At various times, I have blogged a series of posts as I read through a book, often en route to writing a review. One of first books to get this treatment was the collection of articles Church’s Thesis After 70 Years edited by Adam Olszewski et al. This was a very mixed bag, as is often the way with such collections. But some pieces stood out as worth thinking about. Here’s one (which I initially posted about in 2007, but returned to a bit later when we read it one Thursday in the Logic Seminar.
Stewart Shapiro, “Computability, Proof, and Open-Texture” (January 18, 2008)
Let me say straight away that it is a very nice paper, written with Stewart Shapiro’s characteristic clarity and good sense.
Leaving aside all considerations about physical computability, there are at least three ideas in play in the vicinity of the Church-Turing Thesis. Or betters there is first a cluster of inchoate, informal, open-ended, vaguely circumscribed ideas of computability, shaped by some paradigm examples of everyday computational exercises. Then second there is the semi-technical idea of effective computability (with quite a carefully circumscribed though still informal definition, as given in various texts, such as Hartley Rogers’ classic). Then thirdly there is the idea of Turing computability (and along with that, of course, the other provability equivalent characterizations of computability as recursiveness, etc.).
It will be agreed on all sides that our original inchoate, informal, open-ended ideas could and can be sharpened up in various ways. Hence, the notion of effective computability takes some strands in inchoate notion and refines and radically idealizes them in certain ways (e.g. by abstracting from practical considerations of the amount of time or memory resources a computation would use). But there are other notions, e.g. of feasible computability, that can also be distilled out. Or notions of what is computable by a physically realisable set-up in this or other worlds. It isn’t that the notion of effective computability is — so to speak — the only clear concept waiting to be revealed as the initial fog clears.

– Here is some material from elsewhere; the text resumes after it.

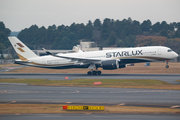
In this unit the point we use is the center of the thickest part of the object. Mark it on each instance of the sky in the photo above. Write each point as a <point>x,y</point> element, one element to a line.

So I think that Shapiro’s rather Lakatosian comments in his paper about how concepts get refined and developed and sharpened in mathematical practice are all well-taken, as comments about how we get from our initial inchoate preformal ideas to, in particular, the semi-technical notion of effective computability. And yes, I agree, it is important to emphasize is that we do indeed need to do some significant pre-processing of our initial inchoate notion of computability before we arrive at a notion, effective computability, that can reasonably be asserted to be co-extensive with Turing computability. After all, ‘computable’ means, roughly, ‘can be computed’: but ‘can’ relative to what constraints? Is the Ackermann function computable (even though for small arguments its value has more digits than particles in the known universe)? Our agreed judgements about elementary examples of common-or-garden computation don’t settle the answer to exotic questions like that. And there is an element of decision — guided of course by the desire for interesting, fruitful concepts — in the way we refine the inchoate notion of computability to arrive at the idea of effective computability (e.g. we abstract entirely away from consideration of the number of steps needed to execute an effective step-by-step computation, while insisting that we keep a low bound on the intelligence required to execute each particular step). Shapiro writes very well about this kind of exercise of reducing the amount of ‘open texture’ in an inchoate informal concept (or concept-cluster) and arriving at something more sharply bounded.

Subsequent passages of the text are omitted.